This weekend, V.I. Public Works Commissioner Darryl Smalls said the restoration project on the boardwalk, which had fallen into a state of dilapidation over the last few years, has been completed on time.

The project included replacement of all of the surface pieces of the existing boardwalk with a composite material that looks like wood but is more durable and more resistant to the elements, Smalls said.

The wear and tear and battering of the boardwalk by the salt water, compounded by the impact from recent storms, made it necessary for repairs along the complete length of the boardwalk that extends from the Seaborne Airlines terminal on its western end to the King Christian Hotel on its eastern end, according to Smalls.

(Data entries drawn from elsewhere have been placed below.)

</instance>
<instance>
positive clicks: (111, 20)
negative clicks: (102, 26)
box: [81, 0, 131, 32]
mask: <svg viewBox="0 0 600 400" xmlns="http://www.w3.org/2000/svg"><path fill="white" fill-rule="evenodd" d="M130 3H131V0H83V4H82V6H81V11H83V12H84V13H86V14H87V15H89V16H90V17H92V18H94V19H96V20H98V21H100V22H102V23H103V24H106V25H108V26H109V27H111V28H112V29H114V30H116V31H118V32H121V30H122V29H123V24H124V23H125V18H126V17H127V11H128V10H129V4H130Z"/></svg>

He said Benton Construction did an outstanding job, completing the work in small phases to limit the disruption to the many restaurants, hotels, retail stores, bars and tourist attractions that line the downtown locale and completed the job by its projected end date.

He said the work progressed well despite some challenges and obstacles, as they removed the surface boards and found more underlying damage in some areas.

The need for the repairs was evident in the areas where the wooden planks had warped, some were rotted and others were broken. Some portions of the boardwalk had been so badly deteriorated that plywood patches had been laid to prevent pedestrians from falling through to the water.

Funding for the $900,000 resurfacing project came in part from $400,000 from Federal Emergency Management Agency funds as a result of the hurricane damage that the boardwalk sustained in recent years. That was supplemented with a $1 million grant from the Interior Department that will complete the project and help fund additional projects - including some that have not yet been determined, Smalls said.

Workers are currently preparing to install additional benches and trash receptacles as a part of the project.

The concept of building a boardwalk was introduced in the 1980s as part of a major urban renewal project.

Hurricane Hugo in 1989 and Hurricane Marilyn in 1995 destroyed it, and it was rebuilt in 1999, running from the King Cross Street access east to where it currently ends.

The project was redone three years later after rusted nails resulted in planks coming loose, leaving a gaping hole on the boardwalk.

In September 2004, a project added 394 feet to the west end of the boardwalk, bringing the existing boardwalk to the Seaborne Airlines terminal.